集合場所である商店街の入り口に着くと、まだ誰も来ていなかった。
「アタシらが一番みたいだな」
「……そのようだな」
言葉を交わしたあと、一瞬沈黙が訪れる。
しかし、その沈黙は決して嫌なものではなく、むしろ心地よい。
「な、なんだありゃ?」
「……どうした?」
突如、エルゼは驚いたように声を上げる。
彼女の指さした港のほうに視線を向けてみると、静まり返った海の果てに、幾筋もの炎が浮かび上がっていた。
しかし、あれは人の焚く火では断じてない。
それは幻のように揺らぎ、あたかもこちらを誘うかのように、並び立っては消え、また現れる。

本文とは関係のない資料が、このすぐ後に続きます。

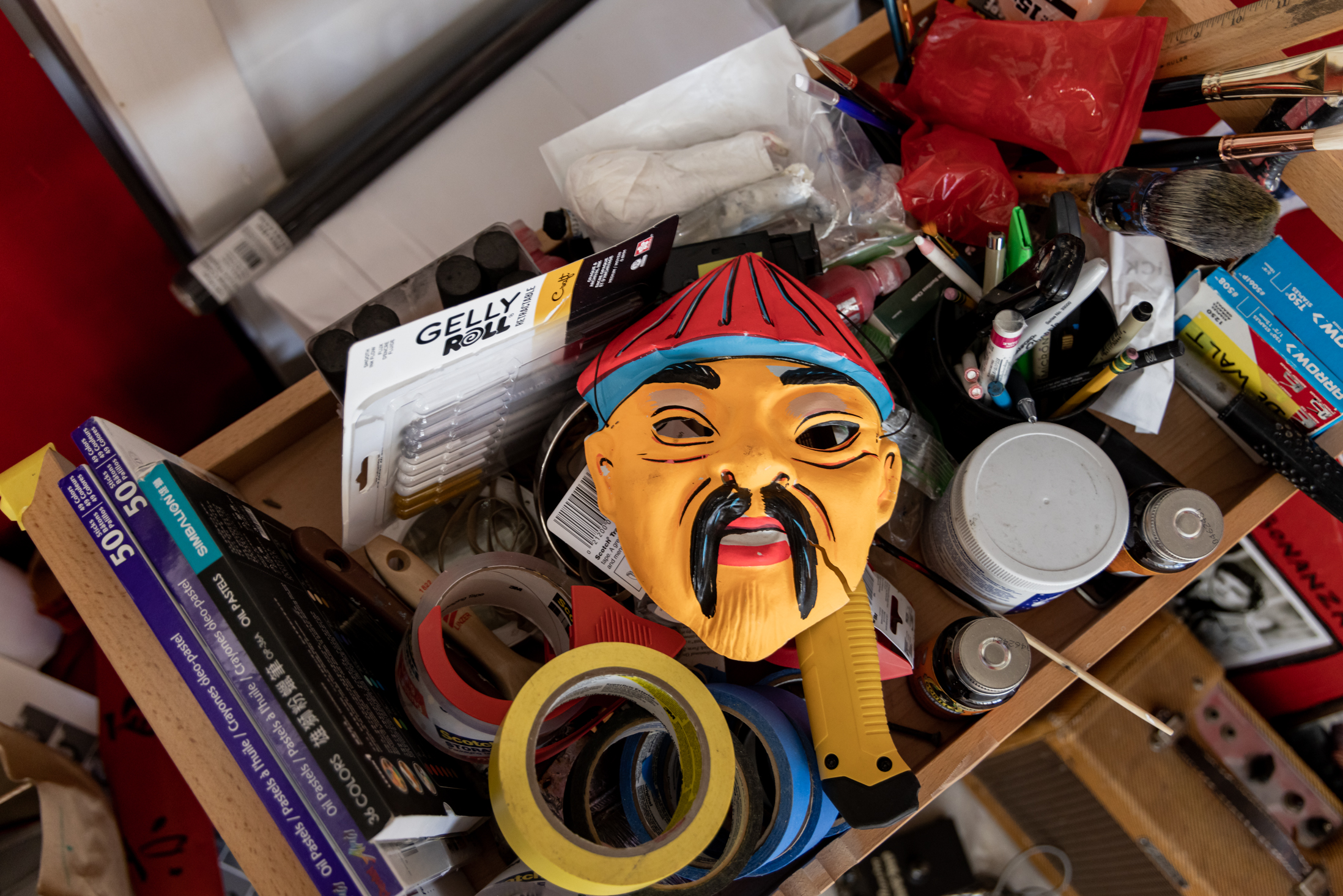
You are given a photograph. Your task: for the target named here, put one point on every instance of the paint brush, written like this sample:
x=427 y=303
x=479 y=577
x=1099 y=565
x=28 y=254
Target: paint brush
x=1310 y=74
x=1188 y=152
x=1213 y=214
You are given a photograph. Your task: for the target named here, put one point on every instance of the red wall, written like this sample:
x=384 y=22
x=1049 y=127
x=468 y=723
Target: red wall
x=87 y=325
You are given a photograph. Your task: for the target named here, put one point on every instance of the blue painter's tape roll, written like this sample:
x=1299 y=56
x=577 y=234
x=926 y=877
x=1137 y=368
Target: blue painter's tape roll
x=633 y=774
x=823 y=813
x=777 y=680
x=791 y=773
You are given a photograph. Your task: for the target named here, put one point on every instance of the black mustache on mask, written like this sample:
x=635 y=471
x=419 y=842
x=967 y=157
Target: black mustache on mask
x=720 y=508
x=787 y=509
x=724 y=505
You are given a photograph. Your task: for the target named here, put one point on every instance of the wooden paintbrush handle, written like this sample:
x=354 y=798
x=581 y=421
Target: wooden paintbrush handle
x=410 y=578
x=1037 y=187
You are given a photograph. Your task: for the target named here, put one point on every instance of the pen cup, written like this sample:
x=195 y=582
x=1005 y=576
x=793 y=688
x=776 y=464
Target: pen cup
x=927 y=357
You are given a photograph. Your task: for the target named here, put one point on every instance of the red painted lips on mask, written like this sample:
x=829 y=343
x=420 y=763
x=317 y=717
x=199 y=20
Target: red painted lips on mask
x=754 y=542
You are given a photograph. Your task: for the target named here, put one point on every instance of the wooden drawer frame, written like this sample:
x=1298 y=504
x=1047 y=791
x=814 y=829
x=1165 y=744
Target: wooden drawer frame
x=285 y=459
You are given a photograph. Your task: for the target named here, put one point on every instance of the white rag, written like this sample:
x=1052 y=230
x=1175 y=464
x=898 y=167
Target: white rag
x=1141 y=270
x=618 y=193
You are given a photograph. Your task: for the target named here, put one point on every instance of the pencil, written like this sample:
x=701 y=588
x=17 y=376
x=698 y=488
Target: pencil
x=1098 y=382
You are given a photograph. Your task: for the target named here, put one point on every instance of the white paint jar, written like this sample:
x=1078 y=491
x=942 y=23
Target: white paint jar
x=1035 y=511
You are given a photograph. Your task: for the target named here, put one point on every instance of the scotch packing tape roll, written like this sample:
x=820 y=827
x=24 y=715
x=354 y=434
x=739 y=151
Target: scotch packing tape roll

人ならざるものが呼ぶように、夜の海はひそやかに瞬いていた。
もしや、あれは「不知火現象」ではないか……?
その現象はすぐに消えてしまった。
私は知的好奇心を刺激されながらも、こぶしを強く握りしめ、本来の目的を思い出す。
「あ、消えちまった……」
「不思議な現象だったな……」
「……なあ、アデル」
「どうした、エルゼ?」
「また二人の秘密ができちまったな?」
「……そうだな。君とは特別な縁を感じるよ」
右手に温かいものが宿る。
またエルゼが私の手を握ってきた。
気のせいか、さっきよりも彼女の温もりをはっきりと感じ取れる。
「この祭り、いっぱい楽しもうぜ」
「……ああ、楽しい思い出をたくさん作ろう」
「あ、いたいた~。二人ともお待たせ~」
みんなが来た瞬間、互いにぱっと手を離す。
少し名残惜しいが仕方ない。
一瞬だけだったが、それは間違いなく、暗かった私の心に光をもたらすものだった。
この光を陰らせないためにも、復讐を確実に遂行する。
すべてが終わったあと、また新たな道を彼女とともに歩んでいこう。
私は心の中でそう誓い、仲間たちと合流した。